Cape York regional summary
The Cape York region includes 43,000km² of catchments that drain eastwards into the Great Barrier Reef. The region contains some exceptional conservation assets including relatively intact and extensive coastal dune fields, wetlands, rainforest, heathlands and river systems that support high levels of biodiversity found nowhere else in Australia. A sizeable portion of land in Cape York is under Aboriginal ownership or management. Traditional use of marine resources is relatively high, particularly in inshore areas adjacent to Indigenous communities. The main agricultural land use is grazing (57%).
This report card measures progress from the 2009 baseline towards Reef Water Quality Protection Plan (Reef Plan) goals and targets. It assesses the combined results of all Reef Plan actions up to June 2010. Report cards are produced as part of the Paddock to Reef program.
- The overall marine condition in 2009–2010 was moderate. Inshore water quality was moderate and seagrass was in good condition.
- 23% of graziers and 27% of horticulture producers have adopted improved land management practices.
- There has been no historical loss of wetlands and no change in extent over the 2005–2009 period.
- The Cape York region lost the lowest proportion of riparian forest out of all the Great Barrier Reef regions with only 265ha (0.03%) of loss between the 2005 and 2009 period.

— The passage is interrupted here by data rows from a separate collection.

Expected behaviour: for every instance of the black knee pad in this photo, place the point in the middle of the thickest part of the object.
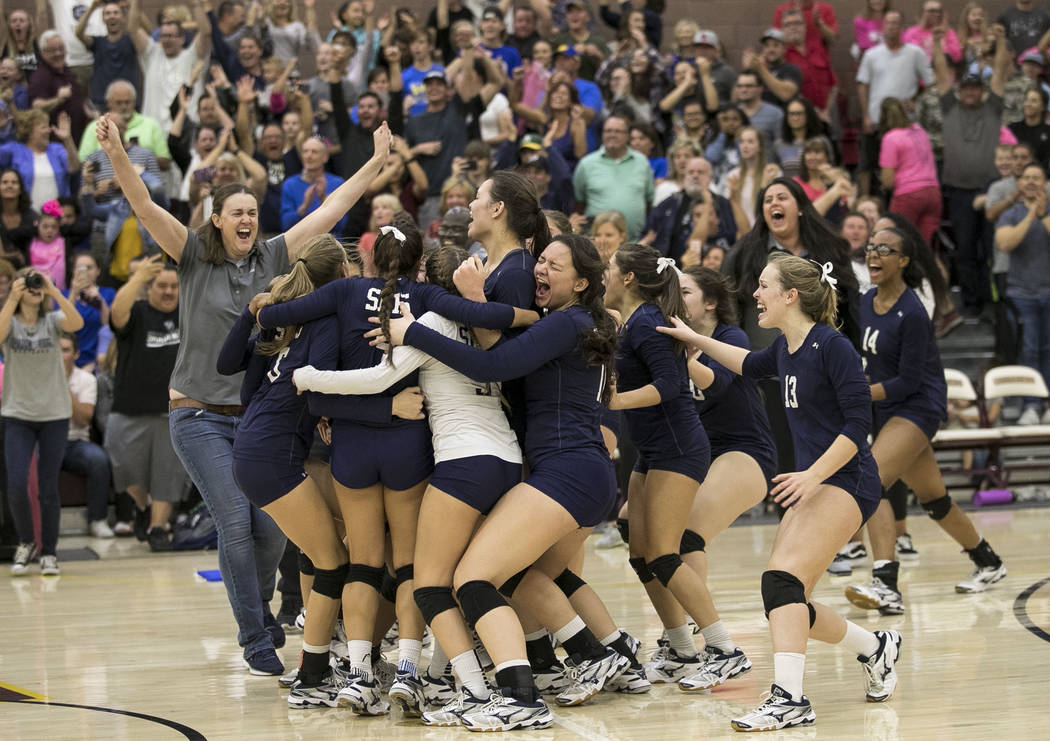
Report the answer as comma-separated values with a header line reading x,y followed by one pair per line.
x,y
434,600
939,508
691,542
665,566
404,573
569,583
625,529
372,575
387,590
329,583
479,598
645,575
507,588
779,588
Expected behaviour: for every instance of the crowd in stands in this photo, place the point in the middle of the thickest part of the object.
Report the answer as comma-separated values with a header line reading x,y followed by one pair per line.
x,y
634,131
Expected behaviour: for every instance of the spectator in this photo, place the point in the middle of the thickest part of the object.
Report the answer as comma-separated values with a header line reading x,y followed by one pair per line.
x,y
138,439
114,54
82,456
146,131
908,169
761,115
36,409
18,220
781,80
19,42
891,69
45,166
54,86
168,65
971,129
92,304
922,35
1025,24
1024,233
615,178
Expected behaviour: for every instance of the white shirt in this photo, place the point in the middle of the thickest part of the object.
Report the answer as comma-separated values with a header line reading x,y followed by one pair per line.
x,y
66,14
466,418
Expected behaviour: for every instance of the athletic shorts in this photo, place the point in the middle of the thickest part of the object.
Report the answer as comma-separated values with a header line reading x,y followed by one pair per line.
x,y
478,481
265,482
142,454
399,458
584,482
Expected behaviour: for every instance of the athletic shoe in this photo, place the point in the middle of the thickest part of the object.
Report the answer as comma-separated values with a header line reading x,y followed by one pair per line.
x,y
49,566
100,528
718,668
406,693
876,596
880,679
905,549
441,690
23,556
362,695
982,578
327,693
502,713
265,663
452,713
668,665
777,711
588,676
550,680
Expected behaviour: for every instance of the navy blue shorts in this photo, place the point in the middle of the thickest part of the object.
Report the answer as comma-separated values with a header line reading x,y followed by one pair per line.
x,y
399,458
584,482
478,482
265,482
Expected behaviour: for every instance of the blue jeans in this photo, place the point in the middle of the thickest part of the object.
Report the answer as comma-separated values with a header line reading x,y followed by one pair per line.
x,y
1034,314
20,438
250,544
89,460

- The greatest proportional catchment load reduction was the nitrogen and phosphorus load with an estimated 7t (2%) and 3t (2%) less, respectively.
- The significant progress has been driven primarily by the Australian Government’s Reef Rescue program along with Queensland Government and industry-led initiatives.
Table: Cape York progress and status
Paddock to Reef program
The Paddock to Reef program, funded jointly by the Australian and Queensland Governments, is a highly innovative approach to integrating monitoring and modelling information on management practices, catchment indicators, catchment loads and the health of the Great Barrier Reef.